Circuit Analysis (diode)

[quantum_enhanced]

I am using a new textbook that displays circuits in a way I have never seen. Am I percieving this right? Here's how I transformed the circuit in my textbook:

Additionally, I understand that i=1mA, however, I cant seem to understand how V=5V.

Help?

 

[clombard1973]

Looks good but ....

I am using a new textbook that displays circuits in a way I have never seen. Am I percieving this right? Here's how I transformed the circuit in my textbook:

Additionally, I understand that i=1mA, however, I cant seem to understand how V=5V.

Help?

Hello,

Yes your drawing of the circuit is correct. You can assume that the positive side of the -5Vdc supply is connected to the negative side of the +5Vdc supply.

Now typically one assumes a voltage drop across the diode of about 0.7Vdc. If that were the case, then i would be equal to 0.93 mA and not 1 mA. If that were the case summing the voltage drops around the loop would yield a drop at V that would be -4.3 Vdc (-5 + 9.3 + V = 0).

If though you were given that i is 1 mA then the text must be assuming the diode is ideal.
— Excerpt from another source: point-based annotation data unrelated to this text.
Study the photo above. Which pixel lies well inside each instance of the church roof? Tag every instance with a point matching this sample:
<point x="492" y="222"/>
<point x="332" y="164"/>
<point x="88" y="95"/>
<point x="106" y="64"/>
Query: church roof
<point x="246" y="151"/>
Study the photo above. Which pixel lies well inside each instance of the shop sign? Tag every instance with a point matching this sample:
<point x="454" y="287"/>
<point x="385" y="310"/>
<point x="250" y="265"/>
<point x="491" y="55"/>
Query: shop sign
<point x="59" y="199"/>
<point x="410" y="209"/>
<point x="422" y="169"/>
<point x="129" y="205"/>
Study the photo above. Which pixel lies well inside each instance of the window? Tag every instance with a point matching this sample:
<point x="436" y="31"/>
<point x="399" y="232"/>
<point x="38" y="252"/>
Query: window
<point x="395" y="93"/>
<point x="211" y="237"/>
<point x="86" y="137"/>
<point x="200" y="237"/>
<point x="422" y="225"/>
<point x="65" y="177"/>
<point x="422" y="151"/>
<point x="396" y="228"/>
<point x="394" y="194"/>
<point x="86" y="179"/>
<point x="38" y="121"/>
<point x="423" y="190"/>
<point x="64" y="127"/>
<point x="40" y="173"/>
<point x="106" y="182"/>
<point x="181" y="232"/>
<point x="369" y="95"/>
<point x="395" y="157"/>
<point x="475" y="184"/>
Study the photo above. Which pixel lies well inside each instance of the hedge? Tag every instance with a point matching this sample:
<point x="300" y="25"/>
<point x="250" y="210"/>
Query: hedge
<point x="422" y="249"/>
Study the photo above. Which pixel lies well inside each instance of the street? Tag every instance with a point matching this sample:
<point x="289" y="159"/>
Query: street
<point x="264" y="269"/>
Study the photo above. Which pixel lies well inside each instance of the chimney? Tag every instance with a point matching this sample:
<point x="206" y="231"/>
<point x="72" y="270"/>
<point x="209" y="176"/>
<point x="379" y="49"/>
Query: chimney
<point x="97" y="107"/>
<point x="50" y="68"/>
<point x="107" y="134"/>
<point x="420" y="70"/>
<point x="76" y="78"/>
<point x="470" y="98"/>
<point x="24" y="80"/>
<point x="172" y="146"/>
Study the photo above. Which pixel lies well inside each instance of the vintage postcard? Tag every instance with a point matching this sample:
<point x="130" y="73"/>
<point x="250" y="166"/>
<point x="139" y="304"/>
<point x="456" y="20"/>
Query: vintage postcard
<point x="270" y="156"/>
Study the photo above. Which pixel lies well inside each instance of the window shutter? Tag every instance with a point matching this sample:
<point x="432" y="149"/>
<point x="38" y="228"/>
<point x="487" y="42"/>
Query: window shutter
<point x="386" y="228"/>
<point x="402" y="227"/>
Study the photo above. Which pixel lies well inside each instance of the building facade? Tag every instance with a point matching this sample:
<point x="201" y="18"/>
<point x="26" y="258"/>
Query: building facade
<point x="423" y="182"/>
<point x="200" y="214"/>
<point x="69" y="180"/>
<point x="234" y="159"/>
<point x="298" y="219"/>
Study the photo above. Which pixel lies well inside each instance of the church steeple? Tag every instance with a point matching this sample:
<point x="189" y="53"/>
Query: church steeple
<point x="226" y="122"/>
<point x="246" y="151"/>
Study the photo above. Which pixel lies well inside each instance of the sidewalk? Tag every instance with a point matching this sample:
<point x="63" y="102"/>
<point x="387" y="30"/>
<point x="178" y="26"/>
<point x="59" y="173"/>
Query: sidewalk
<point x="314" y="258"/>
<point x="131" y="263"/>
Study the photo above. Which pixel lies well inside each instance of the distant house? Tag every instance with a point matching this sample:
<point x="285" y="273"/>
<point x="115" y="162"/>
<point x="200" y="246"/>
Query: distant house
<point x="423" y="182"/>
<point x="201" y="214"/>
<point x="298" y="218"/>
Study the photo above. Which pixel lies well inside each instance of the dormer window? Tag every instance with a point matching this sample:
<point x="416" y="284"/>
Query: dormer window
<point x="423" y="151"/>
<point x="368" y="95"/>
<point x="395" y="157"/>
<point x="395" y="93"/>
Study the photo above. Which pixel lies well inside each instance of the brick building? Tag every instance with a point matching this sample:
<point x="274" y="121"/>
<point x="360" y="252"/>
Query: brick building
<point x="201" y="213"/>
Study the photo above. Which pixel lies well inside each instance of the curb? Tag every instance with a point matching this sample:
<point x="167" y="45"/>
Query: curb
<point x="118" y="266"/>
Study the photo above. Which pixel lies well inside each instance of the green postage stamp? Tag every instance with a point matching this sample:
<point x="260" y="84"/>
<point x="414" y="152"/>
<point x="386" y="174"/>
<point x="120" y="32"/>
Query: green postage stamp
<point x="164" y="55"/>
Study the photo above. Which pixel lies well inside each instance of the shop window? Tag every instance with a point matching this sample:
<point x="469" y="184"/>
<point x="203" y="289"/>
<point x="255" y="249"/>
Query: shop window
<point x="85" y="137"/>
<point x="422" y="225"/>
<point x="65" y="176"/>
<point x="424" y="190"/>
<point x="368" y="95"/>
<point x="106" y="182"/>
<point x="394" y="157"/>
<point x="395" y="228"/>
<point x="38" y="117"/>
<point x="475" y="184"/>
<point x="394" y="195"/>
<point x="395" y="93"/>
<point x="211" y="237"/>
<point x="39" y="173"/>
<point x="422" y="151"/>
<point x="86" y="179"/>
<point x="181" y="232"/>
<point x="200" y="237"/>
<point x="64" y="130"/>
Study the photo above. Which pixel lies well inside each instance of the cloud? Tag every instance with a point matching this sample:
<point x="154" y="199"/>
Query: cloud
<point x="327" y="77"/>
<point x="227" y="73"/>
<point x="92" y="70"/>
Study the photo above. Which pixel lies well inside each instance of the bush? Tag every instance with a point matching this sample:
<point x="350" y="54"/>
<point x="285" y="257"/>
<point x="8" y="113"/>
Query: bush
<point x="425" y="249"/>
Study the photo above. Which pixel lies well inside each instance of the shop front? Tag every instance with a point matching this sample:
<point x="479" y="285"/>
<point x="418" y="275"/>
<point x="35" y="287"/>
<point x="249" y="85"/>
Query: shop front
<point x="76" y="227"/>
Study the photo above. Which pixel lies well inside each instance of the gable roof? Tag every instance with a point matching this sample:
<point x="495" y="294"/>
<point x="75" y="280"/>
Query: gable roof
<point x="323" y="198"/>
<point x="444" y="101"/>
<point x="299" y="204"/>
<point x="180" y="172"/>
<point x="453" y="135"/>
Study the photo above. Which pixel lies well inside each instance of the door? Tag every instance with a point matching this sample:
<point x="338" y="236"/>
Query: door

An ideal diode has no voltage drop across it and simply acts to let current flow in one direction but not the other.

If that is the case then when you sum the voltage drops around the loop you should get a voltage at V that is -5Vdc not +5Vdc (-5 + 10 + V = 0). Basically the easiest way to see this is if the diode is ideal then there is no voltage drop across it. Therefore at V with respect to ground you are simply measuring the voltage across the -5 Vdc supply. So the voltage at V must be -5Vdc.

If your text has an answer in it that says +5Vdc then it is a typo as that is the voltage at ground with respect to V and not V with respect to ground.

"Ground" is just an arbitrary place within the circuit that is chosen as a "zero volt" location to take voltage measurements with respect to. Where you placed ground in your second circuit is always how I have seen it and therefore V, with the diode being ideal and having no drop, is at the negative side of a 5 Vdc supply with respect to the positive side; so it is definitely -5Vdc.

Take care,
Craig (Hi)

 

[quantum_enhanced]

Thanks for your response. I hate when the textbooks don't have the right answers in the back of the book, especially during the initial stages of learning a new concept!